Całkiem miłe uczucie , błogie lenistwo ... (chyba cos nie tak hihi).
Osobiscie miałam uczucie jakby mi ktoś leciutko rozgrzanym zelazkiem przez 40 minut jeździł po brzuchu :)
Jasne , juz czytam komentarze(skad wiesz jak to jest miec gorace żelazko na brzuchu).
Uprzejmie informuję-NIE mam męża kata, ani konkubenta nawet :)
Mam za to cudny przycisk tuz za lewym uszkiem potocznie zwany WYOBRAŹNIĄ :)
Umiejscowienie dla zainteresowanych, którzy nie wiedza gdzie go umiejscowić i jak włączyć :)
Na pewno zabieg nie zaszkodził a byc moze coś da? ;)
Chwilowo mam do niego stosunek ambiwalentny ( w przeciwieństwie do Vacuum, które zdecydowanie polecam :)
Wczoraj kupiłam karnet na zajęcia z mozliwością założenia Slim Belly |(z którego oczywiscie skorzystam).

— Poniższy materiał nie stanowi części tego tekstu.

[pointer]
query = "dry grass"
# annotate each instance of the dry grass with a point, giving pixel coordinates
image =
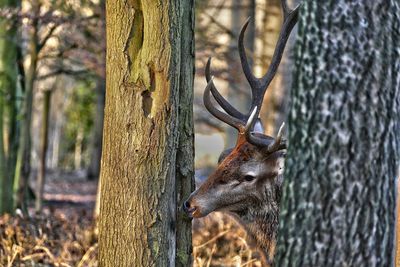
(50, 240)
(218, 241)
(54, 240)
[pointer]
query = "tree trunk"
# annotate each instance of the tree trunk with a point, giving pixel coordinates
(8, 107)
(43, 151)
(23, 166)
(147, 156)
(338, 205)
(96, 142)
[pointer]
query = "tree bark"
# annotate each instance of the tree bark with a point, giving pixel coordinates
(43, 151)
(23, 164)
(8, 107)
(96, 142)
(148, 133)
(338, 205)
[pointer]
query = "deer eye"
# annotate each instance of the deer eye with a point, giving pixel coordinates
(249, 178)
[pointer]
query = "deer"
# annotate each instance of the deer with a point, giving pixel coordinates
(247, 181)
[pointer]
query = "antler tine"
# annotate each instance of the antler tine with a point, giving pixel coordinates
(290, 19)
(250, 125)
(285, 9)
(260, 85)
(220, 99)
(277, 144)
(253, 81)
(232, 121)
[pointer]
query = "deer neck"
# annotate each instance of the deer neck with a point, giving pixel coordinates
(261, 222)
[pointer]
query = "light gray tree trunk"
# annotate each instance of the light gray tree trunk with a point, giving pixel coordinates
(338, 205)
(147, 159)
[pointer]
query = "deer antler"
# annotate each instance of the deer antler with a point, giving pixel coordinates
(245, 123)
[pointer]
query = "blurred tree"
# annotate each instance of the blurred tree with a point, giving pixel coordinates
(97, 133)
(43, 150)
(8, 106)
(147, 160)
(338, 205)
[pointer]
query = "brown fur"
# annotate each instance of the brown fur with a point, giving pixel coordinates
(254, 204)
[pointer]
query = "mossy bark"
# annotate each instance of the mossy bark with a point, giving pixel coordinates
(338, 199)
(147, 159)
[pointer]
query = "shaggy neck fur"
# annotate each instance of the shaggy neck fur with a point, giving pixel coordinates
(261, 222)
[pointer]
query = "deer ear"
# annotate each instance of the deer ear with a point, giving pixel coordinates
(223, 155)
(258, 127)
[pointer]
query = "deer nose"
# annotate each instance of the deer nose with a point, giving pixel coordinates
(187, 207)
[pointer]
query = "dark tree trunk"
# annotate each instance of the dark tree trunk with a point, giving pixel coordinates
(96, 142)
(41, 178)
(8, 107)
(338, 205)
(147, 159)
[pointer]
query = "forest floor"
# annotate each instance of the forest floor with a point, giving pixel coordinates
(65, 233)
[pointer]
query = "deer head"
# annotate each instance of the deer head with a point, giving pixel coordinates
(247, 181)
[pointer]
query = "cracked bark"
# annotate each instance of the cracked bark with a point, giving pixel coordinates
(338, 205)
(147, 161)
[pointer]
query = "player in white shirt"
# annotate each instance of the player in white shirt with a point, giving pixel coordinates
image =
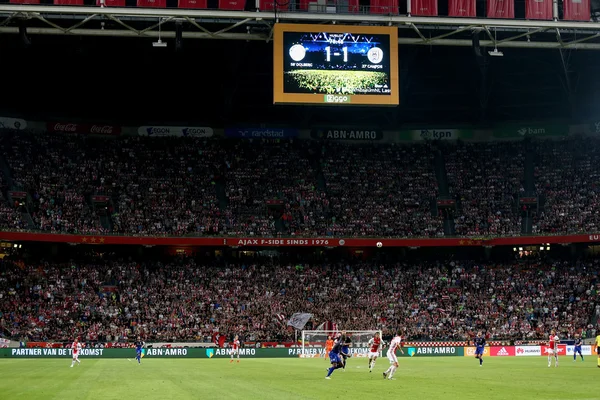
(375, 344)
(76, 347)
(395, 344)
(553, 348)
(235, 348)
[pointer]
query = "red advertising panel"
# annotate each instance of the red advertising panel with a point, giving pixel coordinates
(232, 4)
(270, 5)
(152, 3)
(192, 3)
(562, 350)
(538, 9)
(501, 8)
(111, 3)
(576, 10)
(427, 8)
(502, 351)
(384, 6)
(86, 129)
(461, 8)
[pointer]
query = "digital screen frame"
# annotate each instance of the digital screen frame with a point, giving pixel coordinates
(329, 54)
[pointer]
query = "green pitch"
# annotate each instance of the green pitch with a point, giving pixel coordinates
(445, 378)
(327, 82)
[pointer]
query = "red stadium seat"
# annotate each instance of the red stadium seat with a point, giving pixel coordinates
(24, 1)
(68, 2)
(192, 3)
(152, 3)
(112, 3)
(384, 6)
(270, 5)
(232, 5)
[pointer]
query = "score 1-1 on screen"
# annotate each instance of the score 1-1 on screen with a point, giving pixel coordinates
(320, 64)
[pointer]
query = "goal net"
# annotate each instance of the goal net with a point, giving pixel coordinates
(313, 342)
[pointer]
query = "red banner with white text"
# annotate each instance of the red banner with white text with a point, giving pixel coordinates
(576, 10)
(538, 9)
(461, 8)
(502, 351)
(501, 9)
(294, 242)
(427, 8)
(84, 129)
(562, 350)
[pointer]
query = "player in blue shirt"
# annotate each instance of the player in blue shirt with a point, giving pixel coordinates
(335, 356)
(346, 349)
(138, 350)
(577, 348)
(479, 347)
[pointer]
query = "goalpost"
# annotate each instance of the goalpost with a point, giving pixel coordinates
(313, 342)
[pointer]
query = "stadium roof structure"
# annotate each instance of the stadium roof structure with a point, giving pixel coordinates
(254, 25)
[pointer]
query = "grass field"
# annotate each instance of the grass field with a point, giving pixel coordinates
(444, 378)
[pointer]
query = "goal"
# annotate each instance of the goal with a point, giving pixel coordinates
(313, 342)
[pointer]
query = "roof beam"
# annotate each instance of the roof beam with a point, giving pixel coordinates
(298, 16)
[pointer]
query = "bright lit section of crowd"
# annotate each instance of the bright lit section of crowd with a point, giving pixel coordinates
(113, 298)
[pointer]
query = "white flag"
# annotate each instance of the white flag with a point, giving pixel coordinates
(298, 320)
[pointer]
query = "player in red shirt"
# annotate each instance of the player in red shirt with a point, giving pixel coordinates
(375, 345)
(553, 349)
(235, 348)
(76, 347)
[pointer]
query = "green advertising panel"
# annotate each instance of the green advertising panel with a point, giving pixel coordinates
(211, 352)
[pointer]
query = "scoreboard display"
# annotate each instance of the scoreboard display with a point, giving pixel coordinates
(334, 64)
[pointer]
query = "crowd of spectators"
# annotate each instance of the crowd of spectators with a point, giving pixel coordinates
(486, 177)
(381, 190)
(184, 299)
(568, 179)
(197, 186)
(10, 216)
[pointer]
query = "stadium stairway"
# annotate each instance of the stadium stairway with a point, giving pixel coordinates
(529, 188)
(4, 167)
(441, 176)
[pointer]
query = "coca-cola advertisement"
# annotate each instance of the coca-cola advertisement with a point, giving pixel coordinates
(84, 129)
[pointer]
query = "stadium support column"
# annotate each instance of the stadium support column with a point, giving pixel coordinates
(482, 63)
(565, 58)
(444, 204)
(526, 204)
(230, 86)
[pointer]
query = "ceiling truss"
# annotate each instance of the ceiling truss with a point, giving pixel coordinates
(247, 25)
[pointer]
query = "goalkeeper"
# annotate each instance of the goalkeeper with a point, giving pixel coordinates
(347, 342)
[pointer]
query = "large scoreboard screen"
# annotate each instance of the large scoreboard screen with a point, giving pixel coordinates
(334, 64)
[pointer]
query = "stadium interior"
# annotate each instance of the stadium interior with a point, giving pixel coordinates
(155, 194)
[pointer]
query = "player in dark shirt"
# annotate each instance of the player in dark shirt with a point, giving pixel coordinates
(479, 347)
(346, 349)
(577, 348)
(138, 350)
(335, 357)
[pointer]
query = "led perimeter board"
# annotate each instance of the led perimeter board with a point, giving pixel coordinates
(335, 64)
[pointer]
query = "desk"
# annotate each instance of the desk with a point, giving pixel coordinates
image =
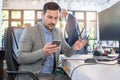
(93, 71)
(1, 64)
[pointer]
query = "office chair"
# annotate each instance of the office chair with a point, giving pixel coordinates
(11, 37)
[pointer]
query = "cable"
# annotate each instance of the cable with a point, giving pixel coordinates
(87, 64)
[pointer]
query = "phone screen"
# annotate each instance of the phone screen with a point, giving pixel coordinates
(56, 42)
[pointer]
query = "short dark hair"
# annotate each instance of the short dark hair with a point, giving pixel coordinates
(51, 6)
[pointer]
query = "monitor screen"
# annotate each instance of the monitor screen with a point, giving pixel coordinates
(109, 23)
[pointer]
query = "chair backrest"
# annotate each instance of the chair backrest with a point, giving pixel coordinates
(11, 37)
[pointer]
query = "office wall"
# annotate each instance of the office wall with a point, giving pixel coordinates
(0, 19)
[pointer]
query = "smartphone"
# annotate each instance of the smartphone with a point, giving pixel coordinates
(57, 42)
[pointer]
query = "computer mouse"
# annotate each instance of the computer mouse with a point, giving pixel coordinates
(90, 60)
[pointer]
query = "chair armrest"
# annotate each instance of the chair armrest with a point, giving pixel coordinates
(24, 72)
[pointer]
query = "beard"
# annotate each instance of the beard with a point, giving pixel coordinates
(50, 26)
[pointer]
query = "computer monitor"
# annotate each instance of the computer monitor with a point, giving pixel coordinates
(109, 24)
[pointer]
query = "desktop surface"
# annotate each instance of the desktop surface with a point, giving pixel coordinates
(78, 69)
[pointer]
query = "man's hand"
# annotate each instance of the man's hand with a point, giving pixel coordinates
(79, 44)
(50, 48)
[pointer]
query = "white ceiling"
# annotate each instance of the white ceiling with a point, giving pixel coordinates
(94, 5)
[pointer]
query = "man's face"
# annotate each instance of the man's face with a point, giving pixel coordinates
(62, 15)
(50, 19)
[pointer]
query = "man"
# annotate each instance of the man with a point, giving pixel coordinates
(36, 52)
(71, 28)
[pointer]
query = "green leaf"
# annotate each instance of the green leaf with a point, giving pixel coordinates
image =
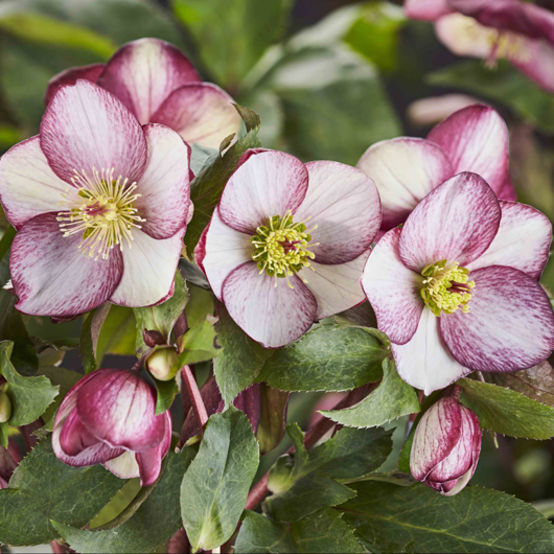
(392, 399)
(390, 518)
(503, 84)
(330, 357)
(506, 411)
(43, 488)
(216, 484)
(149, 529)
(238, 364)
(30, 396)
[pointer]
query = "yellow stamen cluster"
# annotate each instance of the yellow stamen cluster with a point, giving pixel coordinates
(281, 247)
(106, 216)
(445, 288)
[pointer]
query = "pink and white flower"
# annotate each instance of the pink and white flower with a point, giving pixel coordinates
(287, 243)
(405, 169)
(109, 418)
(520, 32)
(100, 205)
(158, 84)
(455, 288)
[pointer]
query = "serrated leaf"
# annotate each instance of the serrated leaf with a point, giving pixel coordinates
(149, 529)
(30, 396)
(216, 484)
(506, 411)
(390, 518)
(392, 399)
(330, 357)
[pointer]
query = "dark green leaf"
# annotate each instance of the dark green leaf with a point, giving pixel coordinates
(216, 484)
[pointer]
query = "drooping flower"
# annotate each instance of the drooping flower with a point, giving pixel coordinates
(158, 84)
(405, 169)
(287, 243)
(446, 447)
(109, 418)
(100, 205)
(518, 31)
(455, 288)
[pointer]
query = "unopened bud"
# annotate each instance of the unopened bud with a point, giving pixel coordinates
(163, 363)
(446, 447)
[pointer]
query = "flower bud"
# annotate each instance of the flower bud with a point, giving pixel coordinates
(109, 418)
(446, 447)
(163, 363)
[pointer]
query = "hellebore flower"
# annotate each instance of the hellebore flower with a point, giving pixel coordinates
(158, 84)
(109, 418)
(455, 288)
(520, 32)
(287, 243)
(446, 447)
(100, 204)
(405, 169)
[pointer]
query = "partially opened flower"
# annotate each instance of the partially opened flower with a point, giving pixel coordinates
(455, 288)
(100, 204)
(518, 31)
(158, 84)
(405, 169)
(287, 243)
(109, 418)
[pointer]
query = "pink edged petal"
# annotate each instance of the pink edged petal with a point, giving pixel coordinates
(220, 250)
(424, 361)
(476, 139)
(522, 242)
(336, 287)
(28, 187)
(510, 324)
(201, 113)
(70, 76)
(267, 308)
(165, 184)
(148, 270)
(85, 127)
(342, 208)
(143, 73)
(52, 277)
(266, 183)
(455, 222)
(392, 290)
(404, 171)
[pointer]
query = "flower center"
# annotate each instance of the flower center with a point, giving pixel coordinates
(281, 246)
(446, 287)
(107, 214)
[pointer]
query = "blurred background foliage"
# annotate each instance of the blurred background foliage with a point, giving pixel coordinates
(328, 78)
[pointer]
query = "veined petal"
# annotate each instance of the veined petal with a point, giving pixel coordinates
(343, 205)
(143, 73)
(392, 290)
(201, 113)
(267, 308)
(28, 187)
(509, 326)
(522, 242)
(455, 222)
(220, 250)
(424, 361)
(165, 184)
(52, 277)
(476, 139)
(336, 287)
(404, 170)
(85, 127)
(266, 183)
(149, 266)
(71, 76)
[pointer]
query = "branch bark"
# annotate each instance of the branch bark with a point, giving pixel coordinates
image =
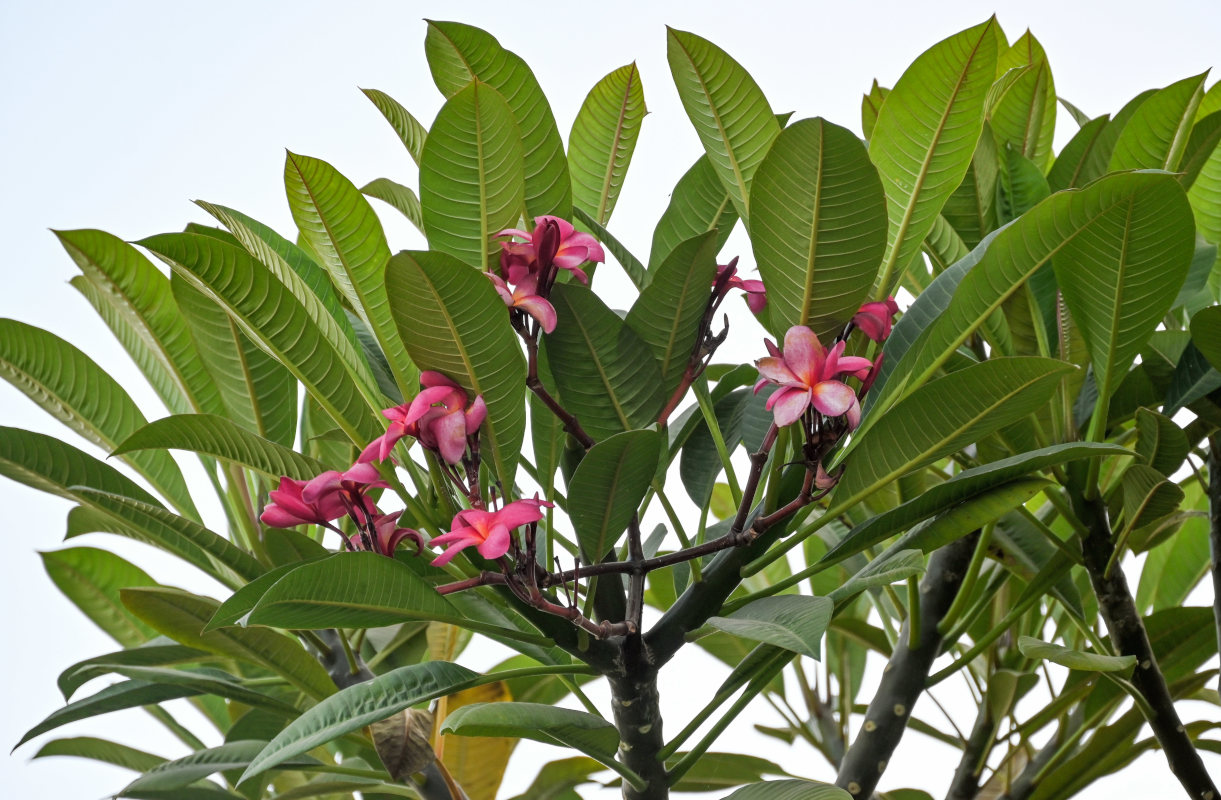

Ma ktoś już jakies doświadczenia z tym pasem?
Uwagi mile widziane :)
elizabeth3777
22 lipca 2012, 10:49super ze wszystko udalo sie tak jak sobie zyczylas, ale trzeba mimo wszystko uwazac! zycze dalszych sukcesow w walce z kilogramami:))
MissMolly
21 lipca 2012, 18:57Nie masz obaw odnosnie skutkow ubocznych dzialania wysokiej temperatury na narzady wewnetrzne?Mam nadzieje, ze jest to bezpieczna metoda, bo o Vacuum slyszalam pozytywne opinie. Zycze oszalamiajacych efektow twoich zabiegow:-)))
Kumciaa
20 lipca 2012, 18:10Żelazkiem po brzuchu??;) może spróbuje w domu na własnym :D żarcik :) pozdrawiam :)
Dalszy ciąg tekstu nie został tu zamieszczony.